The New York Commodity Exchange terminated the liquidation-only restrictions on silver futures contracts yesterday and partially opened the market to new participants, effective Thursday.

The Comex directors said new investors can take net positions in 400 contracts in all months, including the nearest. In the spot months and next month, gross positions are limited to 100 contracts in each.

The Comex, citing what it claimed was a physical shortage of silver, had used its emergency powers to limit trading in silver to liquidation.

On commodity markets yesterday, speculation that the U.S. hostages in Iran will be released soon and a strong stock market dampened enthusiasm for buying precious metals futures, commodities that skyrocketed as world tensions increased.

Often soft commodities like sugar and cocoa, meanwhile, continued to find speculative support despite world news developments to push prices to the daily trading limit in some months.

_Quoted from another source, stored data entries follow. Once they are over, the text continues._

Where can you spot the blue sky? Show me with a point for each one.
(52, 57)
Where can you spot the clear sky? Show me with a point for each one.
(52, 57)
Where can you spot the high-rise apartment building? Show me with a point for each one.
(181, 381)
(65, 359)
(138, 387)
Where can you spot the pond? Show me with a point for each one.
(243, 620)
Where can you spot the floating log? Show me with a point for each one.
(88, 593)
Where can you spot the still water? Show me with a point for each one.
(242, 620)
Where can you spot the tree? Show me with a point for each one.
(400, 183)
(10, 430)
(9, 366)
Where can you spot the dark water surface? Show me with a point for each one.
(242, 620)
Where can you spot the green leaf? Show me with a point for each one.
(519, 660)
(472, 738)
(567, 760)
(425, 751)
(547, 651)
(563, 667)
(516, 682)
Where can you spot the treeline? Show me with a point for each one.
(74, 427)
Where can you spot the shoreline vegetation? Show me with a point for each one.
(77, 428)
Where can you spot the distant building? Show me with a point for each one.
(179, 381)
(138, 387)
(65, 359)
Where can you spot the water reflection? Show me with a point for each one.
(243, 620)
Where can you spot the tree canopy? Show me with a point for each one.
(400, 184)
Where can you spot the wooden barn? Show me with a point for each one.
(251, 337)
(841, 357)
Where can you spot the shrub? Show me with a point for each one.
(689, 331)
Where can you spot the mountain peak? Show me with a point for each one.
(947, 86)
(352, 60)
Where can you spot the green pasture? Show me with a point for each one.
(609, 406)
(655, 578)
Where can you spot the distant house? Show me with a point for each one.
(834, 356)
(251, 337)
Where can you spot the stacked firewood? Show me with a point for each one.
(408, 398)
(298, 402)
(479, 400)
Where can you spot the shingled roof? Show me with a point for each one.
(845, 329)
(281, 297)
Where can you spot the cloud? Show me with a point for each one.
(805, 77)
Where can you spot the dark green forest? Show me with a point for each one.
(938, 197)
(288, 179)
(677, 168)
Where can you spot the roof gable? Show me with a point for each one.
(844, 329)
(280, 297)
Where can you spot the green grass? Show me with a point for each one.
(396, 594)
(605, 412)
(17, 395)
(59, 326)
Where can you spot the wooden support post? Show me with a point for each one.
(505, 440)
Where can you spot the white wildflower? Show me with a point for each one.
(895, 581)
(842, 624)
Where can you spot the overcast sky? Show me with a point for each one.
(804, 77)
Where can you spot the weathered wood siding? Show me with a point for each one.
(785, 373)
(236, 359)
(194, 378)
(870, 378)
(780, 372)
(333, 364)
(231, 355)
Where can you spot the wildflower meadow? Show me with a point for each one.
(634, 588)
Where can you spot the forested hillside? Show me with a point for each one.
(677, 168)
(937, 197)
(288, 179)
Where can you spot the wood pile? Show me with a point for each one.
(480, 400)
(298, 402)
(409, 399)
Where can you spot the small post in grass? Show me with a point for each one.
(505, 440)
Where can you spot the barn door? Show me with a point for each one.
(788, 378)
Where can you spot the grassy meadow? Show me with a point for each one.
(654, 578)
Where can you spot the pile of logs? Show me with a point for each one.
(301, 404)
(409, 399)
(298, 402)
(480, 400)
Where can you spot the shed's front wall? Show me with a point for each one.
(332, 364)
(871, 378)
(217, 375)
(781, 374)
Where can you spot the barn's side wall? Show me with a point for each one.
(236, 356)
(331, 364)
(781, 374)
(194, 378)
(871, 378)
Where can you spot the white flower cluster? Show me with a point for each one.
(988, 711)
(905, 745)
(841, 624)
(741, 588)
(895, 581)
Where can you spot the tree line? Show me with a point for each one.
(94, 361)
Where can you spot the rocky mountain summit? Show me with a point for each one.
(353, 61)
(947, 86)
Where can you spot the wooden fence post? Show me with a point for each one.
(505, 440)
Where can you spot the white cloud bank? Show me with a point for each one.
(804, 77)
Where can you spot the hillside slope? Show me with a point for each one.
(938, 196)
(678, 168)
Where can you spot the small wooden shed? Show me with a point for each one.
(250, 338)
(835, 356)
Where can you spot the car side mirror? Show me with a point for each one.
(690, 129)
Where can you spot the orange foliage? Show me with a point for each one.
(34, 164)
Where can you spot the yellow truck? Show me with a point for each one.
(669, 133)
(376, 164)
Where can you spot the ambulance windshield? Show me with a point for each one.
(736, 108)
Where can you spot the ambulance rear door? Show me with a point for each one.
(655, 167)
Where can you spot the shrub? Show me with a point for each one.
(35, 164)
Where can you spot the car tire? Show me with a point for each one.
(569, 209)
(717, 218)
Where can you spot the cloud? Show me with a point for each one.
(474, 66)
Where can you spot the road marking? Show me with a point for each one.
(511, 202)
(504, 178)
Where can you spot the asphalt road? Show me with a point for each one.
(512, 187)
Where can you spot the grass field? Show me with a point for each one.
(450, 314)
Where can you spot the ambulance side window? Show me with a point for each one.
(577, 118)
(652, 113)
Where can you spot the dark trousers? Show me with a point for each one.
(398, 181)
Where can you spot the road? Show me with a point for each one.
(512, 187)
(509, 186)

Gold futures gained $9.50 to $10.70 an ounce on New York's Commodity Exchange Inc., closing at $688 for February-delivery contracts.

Platinum futures on the New York Mercantile Exchange dropped $9 to $20 to close at $900 an ounce for the spot contract month.

Copper futures, though, continued their upward price climb charting slight gains despite a bout of profit-taking by commission houses and local traders after a run-up Tuesday that saw new record highs established.

Sugar futures were locked up the daily trading limit for most of the day, so speculators eager for trade moved into the cocoa market, which had been weak prior to the new interest.